Dans "La foi ou la nostalgie de l'admirable", fidèle à la christologie mystique orthodoxe des Pères grecs, le philosophe français Bertrand Vergely réinterprète la Trinité comme ternaire en tant qu'indispensable préalable à toute possibilité de cheminement intérieur et d'accomplissement spirituel.

Le Père y est la Source absolue et transcendante de tout ce qui existe : il est l'éternel créateur dont tout émane et participe.

Le Fils y devient l'Incarnation c'est-à-dire la manifestation du Père par immanence dans tout ce qui existe, y compris chaque homme : le Christ, en ce sens, est l'expression de "l'homme intérieur", c'est-à-dire le vis-à-vis divin et profond de cet homme extérieur, superficiel et mondain qui doit mourir sacrifié pour que ressuscite l'homme divinisé ("Dieu s'est fait homme pour que l'homme devienne Dieu").

Enfin, l'Esprit est l'indispensable moteur du Devenir qui préside à la convergence et à la communion fusionnelle entre le Père et le Fils, entre transcendance et immanence, dans l'unité absolue et indivise du Un dont les trois "personnes" (au sens étymologique de "masque théâtral par où sonne la voix") ne sont que des hypostases.

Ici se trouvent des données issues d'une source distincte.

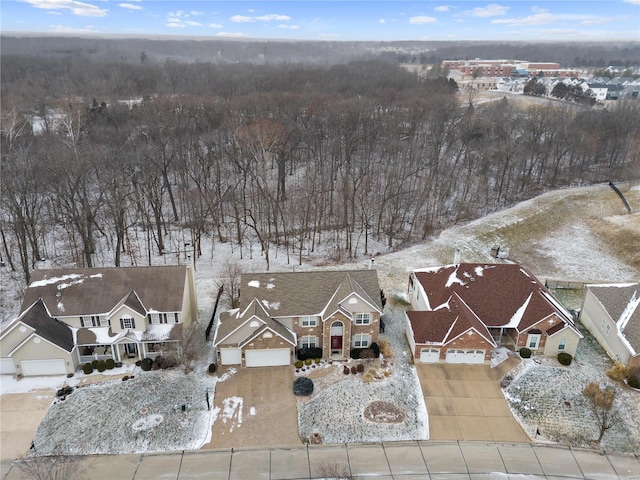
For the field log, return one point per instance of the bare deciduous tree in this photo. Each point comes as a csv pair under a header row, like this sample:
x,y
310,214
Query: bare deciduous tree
x,y
52,467
601,401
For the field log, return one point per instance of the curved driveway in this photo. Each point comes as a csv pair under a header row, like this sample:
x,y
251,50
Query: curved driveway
x,y
410,460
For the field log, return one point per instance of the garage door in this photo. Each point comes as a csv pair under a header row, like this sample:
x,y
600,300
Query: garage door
x,y
35,368
230,356
465,356
267,358
7,366
429,355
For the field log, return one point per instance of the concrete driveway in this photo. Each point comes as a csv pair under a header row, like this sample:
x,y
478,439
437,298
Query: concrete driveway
x,y
465,402
257,409
20,415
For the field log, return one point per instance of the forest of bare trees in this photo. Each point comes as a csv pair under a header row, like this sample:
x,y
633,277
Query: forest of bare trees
x,y
288,156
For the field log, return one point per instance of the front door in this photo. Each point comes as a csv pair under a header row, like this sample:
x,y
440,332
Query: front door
x,y
337,332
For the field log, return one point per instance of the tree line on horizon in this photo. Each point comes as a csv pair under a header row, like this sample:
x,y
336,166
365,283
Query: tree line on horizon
x,y
290,156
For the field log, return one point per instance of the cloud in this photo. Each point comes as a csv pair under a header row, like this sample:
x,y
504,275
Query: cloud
x,y
130,6
421,20
544,17
597,21
260,18
65,29
179,19
77,8
231,34
492,10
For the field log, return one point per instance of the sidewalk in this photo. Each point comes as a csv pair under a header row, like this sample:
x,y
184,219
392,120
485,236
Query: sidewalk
x,y
402,460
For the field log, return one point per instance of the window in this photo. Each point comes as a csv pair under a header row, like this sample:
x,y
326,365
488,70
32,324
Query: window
x,y
309,321
92,321
127,323
308,341
361,340
532,340
157,318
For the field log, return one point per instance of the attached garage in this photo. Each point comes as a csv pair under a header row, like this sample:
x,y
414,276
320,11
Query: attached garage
x,y
455,355
230,356
35,368
429,355
267,357
7,366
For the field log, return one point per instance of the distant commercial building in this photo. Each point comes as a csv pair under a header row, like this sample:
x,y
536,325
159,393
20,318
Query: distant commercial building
x,y
507,68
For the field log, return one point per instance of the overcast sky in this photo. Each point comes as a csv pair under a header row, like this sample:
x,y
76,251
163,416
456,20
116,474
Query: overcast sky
x,y
387,20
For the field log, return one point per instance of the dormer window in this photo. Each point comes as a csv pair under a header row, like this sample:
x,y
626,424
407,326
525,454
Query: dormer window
x,y
127,323
309,321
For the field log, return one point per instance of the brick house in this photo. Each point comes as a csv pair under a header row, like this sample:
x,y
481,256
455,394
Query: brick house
x,y
282,312
462,312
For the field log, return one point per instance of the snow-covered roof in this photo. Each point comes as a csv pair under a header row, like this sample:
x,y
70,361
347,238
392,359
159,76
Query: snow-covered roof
x,y
96,291
501,295
622,302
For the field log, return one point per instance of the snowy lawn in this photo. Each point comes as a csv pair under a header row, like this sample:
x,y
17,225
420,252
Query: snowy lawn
x,y
154,411
548,396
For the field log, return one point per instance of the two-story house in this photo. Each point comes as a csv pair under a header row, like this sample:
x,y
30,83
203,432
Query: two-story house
x,y
72,316
282,312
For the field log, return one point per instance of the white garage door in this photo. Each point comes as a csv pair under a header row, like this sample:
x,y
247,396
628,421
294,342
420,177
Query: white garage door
x,y
35,368
7,366
267,358
230,356
429,355
465,356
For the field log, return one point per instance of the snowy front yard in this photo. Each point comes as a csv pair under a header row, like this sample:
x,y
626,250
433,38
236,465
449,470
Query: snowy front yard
x,y
142,414
547,396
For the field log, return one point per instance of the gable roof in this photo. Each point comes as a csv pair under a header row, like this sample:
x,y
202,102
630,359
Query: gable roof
x,y
50,329
91,291
439,327
290,294
501,295
232,320
622,302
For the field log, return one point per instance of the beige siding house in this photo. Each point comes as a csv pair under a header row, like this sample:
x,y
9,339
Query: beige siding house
x,y
611,312
280,313
462,312
73,316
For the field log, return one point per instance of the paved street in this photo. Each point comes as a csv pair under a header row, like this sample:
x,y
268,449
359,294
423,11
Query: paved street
x,y
389,461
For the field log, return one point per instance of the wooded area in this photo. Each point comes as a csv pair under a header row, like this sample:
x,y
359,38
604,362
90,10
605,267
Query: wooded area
x,y
288,156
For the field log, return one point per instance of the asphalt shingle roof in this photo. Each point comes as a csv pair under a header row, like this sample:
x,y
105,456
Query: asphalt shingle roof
x,y
46,327
499,294
619,300
87,291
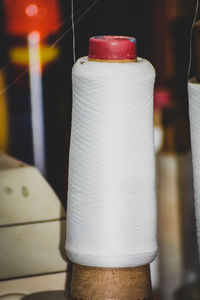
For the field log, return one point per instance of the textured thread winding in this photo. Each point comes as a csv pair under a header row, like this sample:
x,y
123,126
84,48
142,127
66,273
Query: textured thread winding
x,y
111,214
194,113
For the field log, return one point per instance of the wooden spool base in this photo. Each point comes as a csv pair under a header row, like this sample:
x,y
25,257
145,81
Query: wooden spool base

On comprend vite que, hors le vocabulaire chrétien utilisé, n'importe quel mystique de n'importe quelle tradition pourra se reconnaître dans cette approche ternaire. La Trimurti indienne en est, probablement l'expression la plus profonde et ancienne. Par contre, cette expression trinitaire est totalement absente de l'Islam qui, dès lors, se condamne au statisme rigide de sa seule révélation littérale. De même, le Protestantisme a largement abandonné la centralité de l'approche trinitaire pour se scléroser en moralisme rigide et déspiritualisé. Le Catholicisme, lui, a conservé la Trinité, mais, en ajoutant le fameux filioque qui fait participer l'Esprit également du Fils, il coupe les ailes à toute dynamique mystique et herméneutique en transformant la relation dynamique triangulaire en relation hiérarchique figée.

Le cas du Judaïsme est plus difficile car, dans la lettre, ou bien l'on ne voit aucune structure ternaire (le rabbinisme littéral), ou bien l'on en discerne de nombreuses (le kabbalisme herméneutique). Dans ce cas, on trouvera, par exemple, les triades YHWH/Torah/Israël ou Eyn-Sof/YHWH/Shékinah ou YHWH/Elohim/Torah, etc … la tradition séphirotique distinguera un ternaire mystique Eyn/Eyn-Sof/Aor-Eyn-Sof, et trois ternaires émanés : Kétèr/Binah/'Hokhmah, Guébourah/'Héssèd/Tiphérèt, 'Hod/Nétza'h/Yésod, qui, in fine, convergent vers Malkhout, symbole du monde réel sacralisé. Un autre ternaire séphirotique, synthétique celui-là, s'incarne en Eyn-Sof (unité), Kétèr (transcendance) et Malkhout (immanence).